[Math] the difference between ergodicity and the law of large numbers

ergodic-theorylaw-of-large-numbersmarkov chainsprobabilitystochastic-processes

I want to begin by saying that I know absolutely no measure theory.

To my knowledge, roughly speaking a stochastic process is ergodic if its time average converges to the expectation (space average) over a long period of time.

For an iid sequence $X_{1} \ldots X_{n}$ with finite mean, I noticed that if consider the index as time then the average of this sequence $\frac{1}{n} \sum_{i=1}^{n} X_{i}$ is the very definition of time average. The law of large numbers states this will converge to $E[X_{i}]$ as $n \rightarrow \infty$.

So, I am not sure how the law of large numbers is different from ergodicity? Looks to me they are saying the same thing. Can a stochastic process be ergodic if it isn't iid?

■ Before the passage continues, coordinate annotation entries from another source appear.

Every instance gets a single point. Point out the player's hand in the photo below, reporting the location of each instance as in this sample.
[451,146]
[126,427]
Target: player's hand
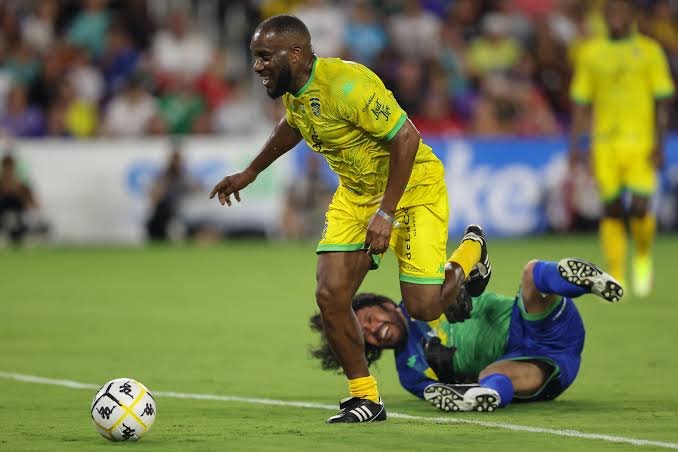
[658,157]
[231,185]
[378,235]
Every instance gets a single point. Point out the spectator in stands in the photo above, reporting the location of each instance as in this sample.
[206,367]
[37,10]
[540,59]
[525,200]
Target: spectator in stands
[511,107]
[119,60]
[178,51]
[22,63]
[182,108]
[495,50]
[326,22]
[212,84]
[88,29]
[18,207]
[44,91]
[464,16]
[409,84]
[21,119]
[132,112]
[167,192]
[662,26]
[37,28]
[451,60]
[244,114]
[436,117]
[364,37]
[72,116]
[85,78]
[415,32]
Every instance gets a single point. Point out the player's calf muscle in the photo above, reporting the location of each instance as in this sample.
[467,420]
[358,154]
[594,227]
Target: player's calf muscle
[422,300]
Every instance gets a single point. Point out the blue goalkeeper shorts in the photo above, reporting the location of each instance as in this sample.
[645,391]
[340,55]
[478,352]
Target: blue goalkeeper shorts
[554,337]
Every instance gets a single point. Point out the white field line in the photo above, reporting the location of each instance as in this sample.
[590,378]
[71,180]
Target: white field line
[437,420]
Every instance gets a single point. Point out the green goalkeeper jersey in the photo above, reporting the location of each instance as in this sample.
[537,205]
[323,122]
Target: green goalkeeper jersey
[480,341]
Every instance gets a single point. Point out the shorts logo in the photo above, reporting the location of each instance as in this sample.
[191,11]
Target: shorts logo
[315,106]
[408,239]
[324,233]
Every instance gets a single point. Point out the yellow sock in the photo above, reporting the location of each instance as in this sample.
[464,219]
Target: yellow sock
[466,255]
[365,388]
[614,243]
[642,230]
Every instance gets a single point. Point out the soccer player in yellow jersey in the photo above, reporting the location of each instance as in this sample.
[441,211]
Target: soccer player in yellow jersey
[624,82]
[391,194]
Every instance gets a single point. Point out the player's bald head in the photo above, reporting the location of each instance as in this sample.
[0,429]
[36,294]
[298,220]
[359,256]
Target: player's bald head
[285,27]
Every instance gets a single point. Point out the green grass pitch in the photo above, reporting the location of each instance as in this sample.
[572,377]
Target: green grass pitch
[232,321]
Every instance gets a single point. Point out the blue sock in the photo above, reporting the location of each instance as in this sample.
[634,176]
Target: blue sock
[547,279]
[502,384]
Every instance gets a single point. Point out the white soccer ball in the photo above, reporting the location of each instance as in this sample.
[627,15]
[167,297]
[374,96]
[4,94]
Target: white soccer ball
[123,410]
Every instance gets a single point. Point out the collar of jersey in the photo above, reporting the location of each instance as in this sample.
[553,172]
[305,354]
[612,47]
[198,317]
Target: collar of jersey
[310,79]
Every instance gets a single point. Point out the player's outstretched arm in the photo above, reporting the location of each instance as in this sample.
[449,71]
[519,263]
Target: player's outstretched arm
[662,107]
[283,138]
[403,147]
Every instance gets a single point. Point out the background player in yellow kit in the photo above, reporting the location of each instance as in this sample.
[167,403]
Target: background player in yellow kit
[388,177]
[624,81]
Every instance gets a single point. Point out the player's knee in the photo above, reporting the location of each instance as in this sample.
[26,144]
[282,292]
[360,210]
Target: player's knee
[639,208]
[327,296]
[425,310]
[614,209]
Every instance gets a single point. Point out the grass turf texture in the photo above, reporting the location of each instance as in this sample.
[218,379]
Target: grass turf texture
[232,320]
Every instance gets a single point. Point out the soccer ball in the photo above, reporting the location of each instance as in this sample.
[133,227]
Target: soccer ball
[123,409]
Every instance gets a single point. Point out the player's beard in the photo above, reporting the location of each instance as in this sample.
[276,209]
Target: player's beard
[282,82]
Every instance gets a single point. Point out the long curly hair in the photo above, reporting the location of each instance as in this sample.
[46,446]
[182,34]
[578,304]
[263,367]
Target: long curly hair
[324,352]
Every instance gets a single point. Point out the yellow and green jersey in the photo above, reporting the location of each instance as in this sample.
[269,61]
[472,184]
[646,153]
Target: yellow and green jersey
[480,341]
[621,80]
[345,113]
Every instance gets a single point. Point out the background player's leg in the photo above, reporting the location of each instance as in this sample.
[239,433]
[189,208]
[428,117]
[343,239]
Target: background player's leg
[643,225]
[338,276]
[613,239]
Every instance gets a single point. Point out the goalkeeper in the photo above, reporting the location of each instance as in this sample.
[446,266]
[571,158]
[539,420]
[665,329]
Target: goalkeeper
[496,349]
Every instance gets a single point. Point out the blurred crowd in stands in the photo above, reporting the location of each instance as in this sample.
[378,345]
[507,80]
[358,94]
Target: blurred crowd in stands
[120,68]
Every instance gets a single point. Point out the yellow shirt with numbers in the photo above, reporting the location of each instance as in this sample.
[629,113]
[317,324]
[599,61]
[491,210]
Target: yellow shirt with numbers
[345,113]
[621,80]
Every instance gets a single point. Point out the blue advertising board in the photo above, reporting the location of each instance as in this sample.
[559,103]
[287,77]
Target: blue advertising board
[501,183]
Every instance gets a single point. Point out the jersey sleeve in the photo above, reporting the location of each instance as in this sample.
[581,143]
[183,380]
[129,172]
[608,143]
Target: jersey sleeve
[660,76]
[581,88]
[288,113]
[367,103]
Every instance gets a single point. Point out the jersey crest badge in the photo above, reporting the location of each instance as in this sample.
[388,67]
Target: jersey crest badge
[315,106]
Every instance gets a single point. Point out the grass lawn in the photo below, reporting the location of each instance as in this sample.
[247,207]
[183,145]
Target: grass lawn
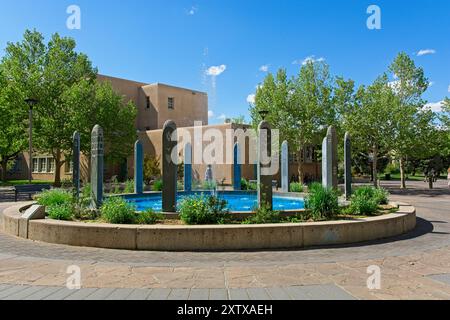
[417,177]
[12,183]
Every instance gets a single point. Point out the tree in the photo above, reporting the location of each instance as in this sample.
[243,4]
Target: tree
[13,138]
[301,107]
[70,99]
[413,124]
[368,120]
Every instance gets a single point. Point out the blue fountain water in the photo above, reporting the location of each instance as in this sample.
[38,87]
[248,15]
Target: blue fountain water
[237,201]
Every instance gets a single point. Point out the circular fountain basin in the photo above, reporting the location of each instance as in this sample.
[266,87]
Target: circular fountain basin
[237,201]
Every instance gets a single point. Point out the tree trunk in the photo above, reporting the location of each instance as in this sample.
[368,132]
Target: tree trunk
[375,167]
[402,174]
[4,168]
[58,165]
[301,175]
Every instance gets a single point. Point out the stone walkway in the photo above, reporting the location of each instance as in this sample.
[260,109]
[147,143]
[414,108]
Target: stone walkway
[413,266]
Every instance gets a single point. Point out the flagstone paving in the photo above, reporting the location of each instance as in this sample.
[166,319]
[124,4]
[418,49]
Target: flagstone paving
[413,266]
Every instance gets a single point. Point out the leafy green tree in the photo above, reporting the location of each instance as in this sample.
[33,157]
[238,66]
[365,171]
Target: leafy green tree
[414,130]
[13,138]
[368,120]
[300,107]
[70,99]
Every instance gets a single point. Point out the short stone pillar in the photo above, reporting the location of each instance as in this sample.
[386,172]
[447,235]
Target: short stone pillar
[329,159]
[138,168]
[169,168]
[188,167]
[76,164]
[332,139]
[237,171]
[348,165]
[285,167]
[264,162]
[97,158]
[209,174]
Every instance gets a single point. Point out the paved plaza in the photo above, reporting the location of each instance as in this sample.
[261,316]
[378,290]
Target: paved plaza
[413,266]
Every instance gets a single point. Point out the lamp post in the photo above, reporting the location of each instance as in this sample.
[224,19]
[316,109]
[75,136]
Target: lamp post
[31,103]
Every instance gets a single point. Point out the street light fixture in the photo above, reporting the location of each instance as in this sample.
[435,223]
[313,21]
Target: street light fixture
[31,103]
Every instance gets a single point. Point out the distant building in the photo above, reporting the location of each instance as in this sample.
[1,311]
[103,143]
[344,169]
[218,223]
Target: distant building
[157,103]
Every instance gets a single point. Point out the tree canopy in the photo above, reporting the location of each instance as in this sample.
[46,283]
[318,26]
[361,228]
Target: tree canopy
[69,97]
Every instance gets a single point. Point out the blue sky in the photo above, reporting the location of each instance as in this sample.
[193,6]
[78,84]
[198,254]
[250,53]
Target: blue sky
[177,42]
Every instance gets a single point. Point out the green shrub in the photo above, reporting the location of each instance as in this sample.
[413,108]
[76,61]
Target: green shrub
[201,209]
[209,185]
[314,186]
[381,196]
[54,197]
[296,187]
[157,185]
[118,211]
[322,202]
[129,187]
[248,186]
[148,217]
[61,211]
[264,215]
[365,200]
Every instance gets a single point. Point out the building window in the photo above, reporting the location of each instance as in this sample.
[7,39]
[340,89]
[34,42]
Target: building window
[42,165]
[171,103]
[35,165]
[51,165]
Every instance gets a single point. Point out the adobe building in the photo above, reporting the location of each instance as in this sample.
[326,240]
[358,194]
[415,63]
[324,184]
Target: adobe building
[157,103]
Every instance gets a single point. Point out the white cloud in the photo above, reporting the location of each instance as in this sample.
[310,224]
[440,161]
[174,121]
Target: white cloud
[425,52]
[192,11]
[435,106]
[215,71]
[310,59]
[264,68]
[222,117]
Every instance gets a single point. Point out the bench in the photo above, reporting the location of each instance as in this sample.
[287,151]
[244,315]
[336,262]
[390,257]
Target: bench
[29,189]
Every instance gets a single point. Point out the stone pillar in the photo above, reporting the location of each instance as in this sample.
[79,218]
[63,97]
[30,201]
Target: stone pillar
[285,167]
[188,167]
[237,173]
[333,142]
[76,164]
[97,154]
[348,165]
[169,168]
[330,159]
[138,168]
[264,165]
[326,165]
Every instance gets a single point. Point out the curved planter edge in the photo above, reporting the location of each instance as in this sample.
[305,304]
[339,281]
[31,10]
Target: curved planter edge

I am also not sure how the definition of ergodicity coincides with the definition given in the context of markov chains, where the chain is ergodic if it is aperiodic, irreducible, and finite mean recurrence time.

Best Answer

A stochastic process is a collection $\{X_t\}_t$ of real-valued (for this discussion) random variables defined on a common probability space $(\Omega,\mathcal{F},P)$. For this discussion, we'll have the indexing be over the natural numbers $\mathbb{N}$: $(X_n)_{n \ge 1}$. For the definitions we consider, we insist that each $X_n$ has the same mean, denoted $E[X]$. A process $(X_n)_n$ is stationary if, for any $m \ge 1$ and any Borel sets $A_1,\dots,A_m$, it holds that $P(X_1 \in A_1, \dots, X_m \in A_m) = P(X_2 \in A_1,\dots,X_{m+1} \in A_m)$; in other words, $(X_n)_n$ is stationary if the law of $(X_1,X_2,X_3,\dots)$ is the same as the law of $(X_2,X_3,\dots)$ (where the value space is $\mathbb{R}^\mathbb{N}$ with product sigma-algebra).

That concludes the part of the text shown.